= Kensington Terrace =

Proposed development in San Diego, California

Kensington Terrace was a proposed 56000 sqft mixed-use development project in the Kensington neighborhood of San Diego, California. The project was controversial. The controversy stemmed partly because of its size compared to the existing neighborhood buildings, and also due to neighborhood concerns regarding the impact on traffic and parking, and the demolition of two historically authentic single-family houses.

Due primarily to the downturn in the economy in 2008, the Kensington Terrace project was never built. Instead, beginning in 2014, a new project, named Kensington Commons, was constructed in its place. Kensington Commons has a reduced footprint at 32,000 SF, is three stories high, and has 34 apartments over 10,000 SF of commercial space.

==Project plans==
Kensington Terrace was a proposed mixed-use development project that would total 52000 sqft of commercial, retail, and residential space. The proposed project site is in the Kensington neighborhood of San Diego, California. It would be on the north side of Adams Avenue, east of State Route 15, and the proposed building would occupy the entirety of the block between Marlborough Drive and Edgeware Road. The main building, covering most of the block, would be the first three-story building on that section of Adams Ave. The ground floor would have 16000 sqft of retail space, the second floor would have 16000 sqft of office space, and the third floor would be six residential condominia offered for sale. Abutting that building and occupying the remainder of the lot would be a set of three-story row houses.

==History==
Despite approval by the Ken-Tal planning group, the San Diego Planning commission, and the San Diego City Council, the project's opponents state that the three-story, one-block project is too large to fit into the small-neighborhood feel of Kensington where most of the other commercial buildings are only one and two-story. They believe that the traffic study has numerous factual flaws that are under-reporting the impact the project would have upon streets that already are at or below a failing level of service under San Diego's traffic criteria. They are also concerned about the planned demolition of a home that currently sits on the site. The developers, including Sunroad principal Richard Vann and architect Allard Jansen of Allard Jansen Architects in the community of Kensington in San Diego, requested and were granted a height variance that allows them to build eight feet higher than allowed in the CN-1-3 zone. Residents fear that this will set a precedent for future development patterns. They filed an appeal with the San Diego City Council to require the city to perform a full Environmental Impact Report as required by the California Environmental Quality Act (CEQA). The city council went against the advice of the city attorney's office and approved the project with a 5–2 vote. One Councilmember who voted to grant the appeal, Donna Frye, said in explaining her vote, "This is the height buster project." Residents pledged to file suit under CEQA to force the full EIR to be completed.
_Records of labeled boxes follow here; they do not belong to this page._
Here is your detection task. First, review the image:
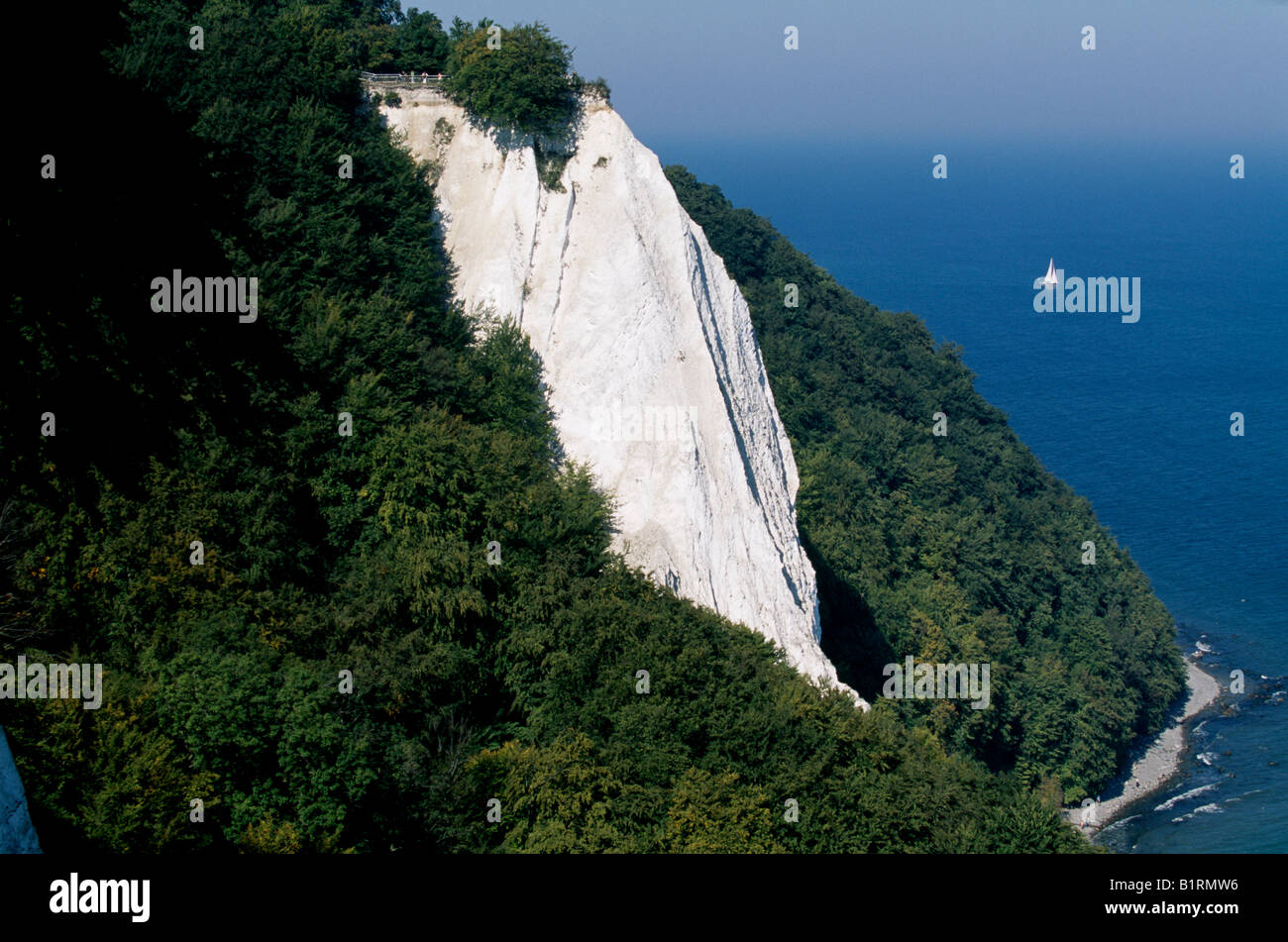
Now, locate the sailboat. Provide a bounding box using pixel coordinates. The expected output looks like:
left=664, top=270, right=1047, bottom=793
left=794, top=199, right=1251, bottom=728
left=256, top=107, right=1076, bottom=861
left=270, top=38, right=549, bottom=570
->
left=1042, top=259, right=1060, bottom=288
The Roy and Dora Bennett house proposed for demolition is a 1923 Colonial Revival. This house was identified during the 1996 Mid-City historical resources inventory as a contributing resource to a potential Kensington Historical District. It is located in the original 1910 Kensington Park subdivision, one of San Diego's oldest 'streetcar suburbs'. The house is adjacent to the old trolley line and is a fine example of a small home from the early years of the Better Homes in America Movement, which was spearheaded by Herbert Hoover when he was Secretary of Commerce under President Warren Harding. Under the California Environmental Quality Act, an Environmental Impact Report (EIR) must be prepared when an historically significant resource is proposed for demolition.

The "Heart of Kensington", a neighborhood non-profit organization, filed a lawsuit against the project on March 5, 2008. According to papers filed with the Superior Court, the group seeks judgment on several points, including:
1. That this Court find that by making the final approvals Defendant has not proceeded in a manner required by law, has not adopted requisite findings, and/or the substantial evidence does not support its decisions;
2. That this Court issue a peremptory writ of mandamus declaring that one or more of the decision(s) rendered by Defendant on or about February 5, 2008, and any additional resolution(s) of Defendant relating to, or dependent upon the same, are null and void and of no force and/or legal effect
3. That this Court order Defendant to vacate and set aside each of the decisions made on or about February 5, 2008, and each of the resolutions, administrative approvals, permits, and any other decisions of Defendant with respect thereto;
4. That there be issued a writ of mandamus ordering Defendant to prepare an EIR within a reasonable date from the issuance of said writ of mandate, in the event the Real Parties or other successor owner/develop wish to pursue the Project.
5. That until such time as Plaintiff above's claims can be adjudicated by this Court, Defendant and Real Parties be enjoined, restrained and/or Defendant's February 5, 2008 decisions be stayed from taking effect to preserve the status quo, existing structures and environmental qualities so as to prevent frustration of Plaintiff's and the public's rightful claims and right to judicial review...
The San Diego city attorney's office, who has advised the city council that state law requires a full EIR for the project, has not commented on the pending litigation.

In April 2008 the parties agreed to a compromise that would allow a smaller version of the project to proceed. As part of the settlement, the development consortium agreed to measures to reduce the physical size and traffic impacts for the project. They also agreed to set aside a minimum of 33% of the retail space of the building for non-national chain tenants. In May 2008, demolition of the old structures at the site was completed. New development began in early 2014 and the project is expected to be occupied by the end of 2014.